Arkansas voters will soon decide a high-profile race for the Arkansas Supreme Court that is officially nonpartisan but has drawn scrutiny over the partisan background of one candidate. John Adams, who is challenging incumbent Justice Nick Bronni, has a long public record of political activism aligned with the Democratic Party.
Public records show that Adams ran for Congress in 2010 as a Democrat, according to coverage in the Arkansas Democrat-Gazette. He later ran again as a Democrat in 2014, this time for the Arkansas House of Representatives, a race documented in Ballotpedia and the Arkansas Democrat-Gazette’s election reporting.

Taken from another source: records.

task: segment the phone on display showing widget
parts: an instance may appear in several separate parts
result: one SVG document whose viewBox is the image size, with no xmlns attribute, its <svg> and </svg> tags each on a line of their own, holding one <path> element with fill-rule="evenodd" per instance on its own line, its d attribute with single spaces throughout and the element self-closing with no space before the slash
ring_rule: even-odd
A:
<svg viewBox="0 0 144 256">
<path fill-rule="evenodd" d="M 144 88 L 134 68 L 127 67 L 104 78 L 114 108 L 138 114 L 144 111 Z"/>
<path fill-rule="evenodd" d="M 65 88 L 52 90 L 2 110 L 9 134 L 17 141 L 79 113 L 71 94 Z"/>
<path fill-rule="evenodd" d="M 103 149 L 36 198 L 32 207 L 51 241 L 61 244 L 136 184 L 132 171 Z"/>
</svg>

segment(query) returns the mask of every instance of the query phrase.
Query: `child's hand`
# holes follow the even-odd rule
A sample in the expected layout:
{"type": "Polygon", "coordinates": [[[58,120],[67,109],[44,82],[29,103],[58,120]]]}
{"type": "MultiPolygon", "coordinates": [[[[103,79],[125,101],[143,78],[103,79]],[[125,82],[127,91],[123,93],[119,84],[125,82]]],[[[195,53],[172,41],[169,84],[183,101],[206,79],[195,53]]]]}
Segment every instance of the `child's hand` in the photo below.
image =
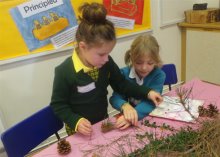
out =
{"type": "Polygon", "coordinates": [[[88,121],[85,118],[81,119],[78,124],[77,131],[83,135],[91,136],[92,125],[91,125],[90,121],[88,121]]]}
{"type": "Polygon", "coordinates": [[[156,106],[163,101],[163,97],[160,95],[160,93],[157,93],[153,90],[148,93],[148,99],[152,100],[156,106]]]}
{"type": "Polygon", "coordinates": [[[138,114],[137,111],[128,103],[122,106],[124,118],[129,121],[132,125],[137,126],[138,114]]]}
{"type": "Polygon", "coordinates": [[[131,123],[125,119],[124,115],[121,115],[115,123],[115,127],[120,130],[124,130],[128,128],[130,125],[131,123]]]}

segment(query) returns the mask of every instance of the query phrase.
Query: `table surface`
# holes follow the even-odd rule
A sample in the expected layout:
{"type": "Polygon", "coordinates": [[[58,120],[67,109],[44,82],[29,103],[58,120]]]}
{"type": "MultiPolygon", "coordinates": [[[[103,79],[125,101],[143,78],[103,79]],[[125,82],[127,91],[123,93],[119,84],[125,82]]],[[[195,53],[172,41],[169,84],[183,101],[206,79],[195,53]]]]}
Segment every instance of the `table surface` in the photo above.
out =
{"type": "MultiPolygon", "coordinates": [[[[214,104],[220,109],[220,86],[210,84],[208,82],[201,81],[199,79],[193,79],[183,85],[184,88],[191,88],[192,92],[190,98],[204,101],[204,106],[214,104]]],[[[165,94],[168,96],[176,96],[175,90],[165,94]]],[[[113,123],[115,118],[110,119],[113,123]]],[[[157,125],[169,125],[174,127],[178,131],[181,127],[191,126],[196,127],[195,123],[186,123],[181,121],[157,118],[148,116],[144,120],[149,120],[150,123],[156,122],[157,125]]],[[[128,154],[138,148],[143,148],[147,140],[140,142],[136,138],[136,134],[144,134],[145,132],[155,132],[156,136],[166,136],[170,134],[170,131],[163,131],[160,128],[150,128],[142,124],[139,121],[138,127],[130,127],[126,130],[120,131],[114,129],[107,133],[101,132],[101,123],[94,124],[93,134],[91,137],[86,137],[78,133],[73,136],[69,136],[66,140],[71,145],[71,152],[66,157],[91,157],[94,154],[100,156],[115,156],[120,155],[122,152],[128,154]]],[[[57,143],[54,143],[39,153],[33,155],[34,157],[62,157],[57,151],[57,143]]]]}

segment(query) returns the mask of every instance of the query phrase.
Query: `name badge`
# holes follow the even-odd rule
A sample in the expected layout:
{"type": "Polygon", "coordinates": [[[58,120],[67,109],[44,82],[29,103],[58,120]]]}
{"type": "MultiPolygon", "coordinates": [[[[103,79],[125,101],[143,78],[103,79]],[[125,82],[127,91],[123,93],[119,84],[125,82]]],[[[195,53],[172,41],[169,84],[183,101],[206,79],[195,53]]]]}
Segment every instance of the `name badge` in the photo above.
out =
{"type": "Polygon", "coordinates": [[[87,93],[93,89],[95,89],[95,82],[92,82],[92,83],[85,85],[85,86],[77,86],[77,91],[79,93],[87,93]]]}

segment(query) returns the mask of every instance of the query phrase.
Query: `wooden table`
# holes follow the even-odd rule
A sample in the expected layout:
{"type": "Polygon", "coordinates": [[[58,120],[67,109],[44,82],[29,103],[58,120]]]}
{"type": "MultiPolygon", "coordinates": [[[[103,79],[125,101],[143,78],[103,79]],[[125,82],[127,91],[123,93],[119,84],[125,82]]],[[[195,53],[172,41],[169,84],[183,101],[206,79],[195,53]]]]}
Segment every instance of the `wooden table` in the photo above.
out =
{"type": "MultiPolygon", "coordinates": [[[[210,103],[215,104],[220,109],[220,86],[210,84],[207,82],[200,81],[199,79],[193,79],[183,85],[185,88],[190,88],[193,86],[191,92],[191,98],[199,99],[204,101],[204,106],[209,105],[210,103]]],[[[175,96],[175,91],[171,91],[166,95],[175,96]]],[[[112,121],[115,121],[114,118],[111,118],[112,121]]],[[[162,119],[156,117],[146,117],[144,120],[149,120],[149,122],[156,122],[157,125],[170,125],[175,129],[179,129],[184,126],[195,126],[195,123],[186,123],[180,121],[174,121],[169,119],[162,119]]],[[[93,134],[91,137],[85,137],[78,133],[73,136],[66,138],[67,141],[71,144],[71,152],[66,155],[67,157],[81,157],[88,156],[91,157],[94,154],[99,154],[100,156],[111,157],[114,155],[119,155],[122,151],[126,154],[138,149],[143,148],[148,141],[138,142],[136,134],[144,134],[146,131],[155,131],[157,136],[161,136],[165,132],[162,132],[158,128],[149,128],[142,125],[143,121],[139,122],[139,127],[130,127],[129,129],[119,131],[112,130],[107,133],[101,132],[101,123],[99,122],[93,125],[93,134]]],[[[169,134],[166,132],[165,134],[169,134]]],[[[164,135],[163,135],[164,136],[164,135]]],[[[46,149],[34,155],[34,157],[62,157],[58,154],[57,143],[50,145],[46,149]]]]}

Federal Election Commission (FEC) data also shows that an individual listed as “John Adams” contributed $500 to Hillary for America in 2016, a donation recorded in the FEC’s searchable filings.

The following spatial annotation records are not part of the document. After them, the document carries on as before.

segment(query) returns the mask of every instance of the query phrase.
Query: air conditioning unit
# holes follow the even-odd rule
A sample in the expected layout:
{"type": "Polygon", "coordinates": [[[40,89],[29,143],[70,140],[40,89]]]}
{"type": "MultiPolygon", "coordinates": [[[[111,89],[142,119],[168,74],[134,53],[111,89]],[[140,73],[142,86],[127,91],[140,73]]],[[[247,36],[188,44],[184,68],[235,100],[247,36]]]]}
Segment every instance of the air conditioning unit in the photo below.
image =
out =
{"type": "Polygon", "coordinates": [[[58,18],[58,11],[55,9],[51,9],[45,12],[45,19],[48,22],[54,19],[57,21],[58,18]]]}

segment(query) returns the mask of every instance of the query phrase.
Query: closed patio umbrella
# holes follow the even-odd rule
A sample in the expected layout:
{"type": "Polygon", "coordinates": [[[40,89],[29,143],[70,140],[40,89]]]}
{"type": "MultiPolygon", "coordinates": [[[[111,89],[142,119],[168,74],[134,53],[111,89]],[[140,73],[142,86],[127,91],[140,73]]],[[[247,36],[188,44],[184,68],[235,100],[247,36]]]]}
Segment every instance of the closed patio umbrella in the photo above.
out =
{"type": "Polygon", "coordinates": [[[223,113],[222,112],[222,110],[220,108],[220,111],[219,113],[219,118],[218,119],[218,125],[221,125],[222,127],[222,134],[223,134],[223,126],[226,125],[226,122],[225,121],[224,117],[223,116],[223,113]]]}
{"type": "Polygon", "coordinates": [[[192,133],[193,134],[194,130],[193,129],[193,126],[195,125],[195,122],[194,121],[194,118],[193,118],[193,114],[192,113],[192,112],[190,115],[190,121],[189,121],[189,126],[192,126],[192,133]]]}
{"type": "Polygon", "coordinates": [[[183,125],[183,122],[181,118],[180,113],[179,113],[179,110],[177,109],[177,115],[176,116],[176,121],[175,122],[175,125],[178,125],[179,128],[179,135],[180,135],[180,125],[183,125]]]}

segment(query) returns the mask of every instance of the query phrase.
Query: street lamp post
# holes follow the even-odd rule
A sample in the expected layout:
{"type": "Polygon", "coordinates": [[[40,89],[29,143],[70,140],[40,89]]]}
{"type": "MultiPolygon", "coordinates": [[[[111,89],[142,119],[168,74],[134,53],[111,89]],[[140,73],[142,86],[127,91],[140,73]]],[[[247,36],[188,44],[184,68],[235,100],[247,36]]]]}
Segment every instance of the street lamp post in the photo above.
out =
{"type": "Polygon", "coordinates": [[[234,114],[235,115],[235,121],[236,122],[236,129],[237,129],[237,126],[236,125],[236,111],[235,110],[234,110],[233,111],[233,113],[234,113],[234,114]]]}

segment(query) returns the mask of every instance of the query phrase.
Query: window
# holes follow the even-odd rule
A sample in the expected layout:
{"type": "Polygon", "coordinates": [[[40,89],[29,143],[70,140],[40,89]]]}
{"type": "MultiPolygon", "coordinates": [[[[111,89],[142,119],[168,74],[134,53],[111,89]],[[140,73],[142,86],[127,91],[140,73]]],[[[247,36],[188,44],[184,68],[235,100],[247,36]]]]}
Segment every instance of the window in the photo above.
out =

These are not minor or ambiguous affiliations. They are formal candidacies and federal contributions that place Adams firmly inside the Democratic political ecosystem. Republican strategists in Arkansas argue that while the race is labeled nonpartisan, voters in one of the most conservative states in the country are being asked to elevate a long-time Democratic activist to the state’s highest court.
Bronni, the incumbent justice and former Arkansas Solicitor General, has consolidated support throughout the conservative legal community. Bronni has received endorsements from Sen. Tom Cotton (R., Ark.), who has publicly praised Bronni’s legal judgment and record of service to Arkansas, as well as from the Republican Party of Arkansas, which is backing him as the candidate who will apply the law as written. Arkansas Gov. Sarah Huckabee Sanders, Attorney General Tim Griffin, and many other Republican leaders have also endorsed Bronni.
The contrast between the two candidates is shaping the race. Arkansas judicial contests are technically nonpartisan, but the political histories of the candidates routinely inform how voters interpret their campaigns. In this race the record on Adams is especially clear and unusually public. He has twice run for office as a Democrat and financially supported Hillary Clinton’s presidential campaign. Republican officials say the claim that Adams is a neutral, apolitical jurist does not withstand scrutiny.
As the March election approaches, conservatives in Arkansas are moving to ensure that voters understand the stakes. In their view, this is not simply a judicial election but a test of whether a Democratic activist can rebrand himself as a nonpartisan figure in a state where Democratic candidates have struggled for more than a decade. The outcome will signal whether judicial races remain an avenue for ideological activists to gain statewide office under the cover of a nonpartisan ballot.